Patients with sickle cell disease are prone to vaso-occlusive crises such as acute chest syndrome. Functional asplenia predisposes patients to infections with encapsulated organisms and is represented by Howell-Jolly bodies on peripheral blood smears.


Heinz bodies are precipitated, denatured globin chains associated with glucose-6-phosphate dehydrogenase (G6PD) deficiency.
Degmacytes (eg, bite cells) are RBCs with semicircular “bites” missing from the cell membrane. When denatured hemoglobin persists in RBCs (eg, Heinz bodies), splenic macrophages remove the aberrant denatured hemoglobin.
Ringed sideroblasts result from?

iron accumulation in the mitochondria secondary to defective heme synthesis (eg, chronic alcoholism, vitamin B6 deficiency, and lead poisoning).
Spherocytes are RBCs that appear round and lack the central indentation found normally in mature RBCs. Spherocytes may be acquired or congenital.
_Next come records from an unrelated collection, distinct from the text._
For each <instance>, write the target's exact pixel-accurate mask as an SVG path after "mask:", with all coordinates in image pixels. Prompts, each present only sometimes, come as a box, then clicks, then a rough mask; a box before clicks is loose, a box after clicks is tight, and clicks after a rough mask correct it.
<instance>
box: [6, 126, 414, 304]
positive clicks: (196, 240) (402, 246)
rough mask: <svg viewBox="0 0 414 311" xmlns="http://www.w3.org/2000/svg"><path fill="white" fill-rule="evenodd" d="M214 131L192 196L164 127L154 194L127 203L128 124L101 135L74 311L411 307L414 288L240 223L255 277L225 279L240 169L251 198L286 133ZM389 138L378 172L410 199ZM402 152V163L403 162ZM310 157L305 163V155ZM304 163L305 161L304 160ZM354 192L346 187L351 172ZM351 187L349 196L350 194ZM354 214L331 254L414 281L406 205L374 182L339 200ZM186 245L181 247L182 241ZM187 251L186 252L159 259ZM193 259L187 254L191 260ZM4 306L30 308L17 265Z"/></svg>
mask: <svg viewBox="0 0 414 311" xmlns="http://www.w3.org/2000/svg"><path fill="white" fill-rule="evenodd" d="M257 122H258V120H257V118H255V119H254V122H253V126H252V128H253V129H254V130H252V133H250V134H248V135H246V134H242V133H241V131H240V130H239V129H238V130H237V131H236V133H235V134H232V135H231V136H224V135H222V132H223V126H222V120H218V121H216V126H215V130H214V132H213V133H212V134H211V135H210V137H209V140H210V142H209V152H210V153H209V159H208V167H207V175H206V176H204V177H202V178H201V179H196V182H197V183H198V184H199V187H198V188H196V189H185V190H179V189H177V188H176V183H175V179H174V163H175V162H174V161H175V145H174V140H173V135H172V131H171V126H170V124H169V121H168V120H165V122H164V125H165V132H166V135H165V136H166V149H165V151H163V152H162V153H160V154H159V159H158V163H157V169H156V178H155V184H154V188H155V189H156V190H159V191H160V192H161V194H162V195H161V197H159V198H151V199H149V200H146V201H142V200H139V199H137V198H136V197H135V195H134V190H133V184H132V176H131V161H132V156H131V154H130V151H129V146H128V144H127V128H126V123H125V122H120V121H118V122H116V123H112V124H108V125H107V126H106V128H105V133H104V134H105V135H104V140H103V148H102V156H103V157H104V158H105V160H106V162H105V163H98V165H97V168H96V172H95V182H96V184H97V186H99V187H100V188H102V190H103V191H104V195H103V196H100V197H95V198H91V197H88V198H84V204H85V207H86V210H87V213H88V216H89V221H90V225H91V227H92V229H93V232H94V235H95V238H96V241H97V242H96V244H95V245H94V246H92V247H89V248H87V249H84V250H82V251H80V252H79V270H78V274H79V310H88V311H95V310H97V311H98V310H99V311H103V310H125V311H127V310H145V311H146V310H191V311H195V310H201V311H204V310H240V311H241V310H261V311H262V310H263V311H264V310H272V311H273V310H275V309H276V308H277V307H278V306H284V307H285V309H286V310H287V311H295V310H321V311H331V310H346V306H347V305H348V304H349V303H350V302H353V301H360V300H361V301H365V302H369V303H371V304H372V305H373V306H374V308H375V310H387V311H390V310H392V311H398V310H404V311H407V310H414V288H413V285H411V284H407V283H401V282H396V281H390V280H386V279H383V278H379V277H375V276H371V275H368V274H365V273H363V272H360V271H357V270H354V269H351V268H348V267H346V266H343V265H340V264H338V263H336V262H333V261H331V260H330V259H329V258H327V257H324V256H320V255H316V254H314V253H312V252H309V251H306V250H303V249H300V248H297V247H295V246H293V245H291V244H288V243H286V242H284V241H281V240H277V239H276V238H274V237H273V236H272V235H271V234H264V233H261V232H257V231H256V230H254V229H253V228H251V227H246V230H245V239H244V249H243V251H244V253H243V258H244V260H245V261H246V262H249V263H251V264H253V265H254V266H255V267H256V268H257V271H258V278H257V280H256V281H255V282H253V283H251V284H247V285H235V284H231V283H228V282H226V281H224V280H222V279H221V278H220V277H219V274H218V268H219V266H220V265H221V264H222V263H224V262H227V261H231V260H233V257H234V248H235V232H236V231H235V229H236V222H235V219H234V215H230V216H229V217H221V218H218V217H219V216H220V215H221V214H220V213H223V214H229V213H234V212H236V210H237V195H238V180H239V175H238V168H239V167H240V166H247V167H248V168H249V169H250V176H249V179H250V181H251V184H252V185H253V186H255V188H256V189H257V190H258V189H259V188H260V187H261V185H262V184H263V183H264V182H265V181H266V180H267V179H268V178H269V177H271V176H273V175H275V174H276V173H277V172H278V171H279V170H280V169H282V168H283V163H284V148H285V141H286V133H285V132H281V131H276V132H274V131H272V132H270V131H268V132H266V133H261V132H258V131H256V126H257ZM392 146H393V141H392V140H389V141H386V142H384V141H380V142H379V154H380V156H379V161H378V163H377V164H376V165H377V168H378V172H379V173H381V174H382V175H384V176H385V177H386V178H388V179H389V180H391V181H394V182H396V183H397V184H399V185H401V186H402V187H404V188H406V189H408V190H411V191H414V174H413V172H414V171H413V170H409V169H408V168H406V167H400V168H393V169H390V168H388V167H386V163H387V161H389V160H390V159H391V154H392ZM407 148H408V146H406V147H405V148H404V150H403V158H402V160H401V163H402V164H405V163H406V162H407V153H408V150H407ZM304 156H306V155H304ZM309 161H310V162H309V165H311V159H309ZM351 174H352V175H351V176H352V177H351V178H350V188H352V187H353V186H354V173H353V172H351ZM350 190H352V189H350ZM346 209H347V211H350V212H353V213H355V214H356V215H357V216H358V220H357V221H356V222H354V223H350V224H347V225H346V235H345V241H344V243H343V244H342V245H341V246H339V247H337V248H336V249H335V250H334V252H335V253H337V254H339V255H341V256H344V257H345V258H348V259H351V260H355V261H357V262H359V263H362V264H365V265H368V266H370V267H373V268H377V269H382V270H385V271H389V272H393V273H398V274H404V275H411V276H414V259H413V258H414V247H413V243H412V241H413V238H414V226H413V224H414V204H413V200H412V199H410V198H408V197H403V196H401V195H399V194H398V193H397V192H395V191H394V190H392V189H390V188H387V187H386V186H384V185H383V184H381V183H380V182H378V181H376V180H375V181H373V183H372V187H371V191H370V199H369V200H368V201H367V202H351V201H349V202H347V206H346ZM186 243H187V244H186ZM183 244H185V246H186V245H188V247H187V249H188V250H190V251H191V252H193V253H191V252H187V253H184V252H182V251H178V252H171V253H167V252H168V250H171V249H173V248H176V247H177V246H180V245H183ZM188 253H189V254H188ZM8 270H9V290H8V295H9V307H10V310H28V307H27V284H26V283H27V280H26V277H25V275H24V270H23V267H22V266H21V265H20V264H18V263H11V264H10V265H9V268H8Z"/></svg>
Sickle cell disease is an autosomal recessive disorder more common in people of African descent. It arises from a missense mutation on the ß-globin chain (glutamic acid to valine substitution). Under certain conditions such as dehydration, acidosis, and hypoxemia, sickle cell patients are at risk for?

RBC sickling, leading to microvascular occlusions and tissue ischemia.

In this patient with chest pain and hypoxemia, vasoocclusion of the pulmonary capillaries is causing acute chest syndrome. This is one of the leading causes of death in patients with sickle cell disease, and must be emergently recognized and treated. Treatment includes broad-spectrum antibiotics to cover common respiratory infections, pain control, blood transfusion, and exchange transfusion in extreme cases.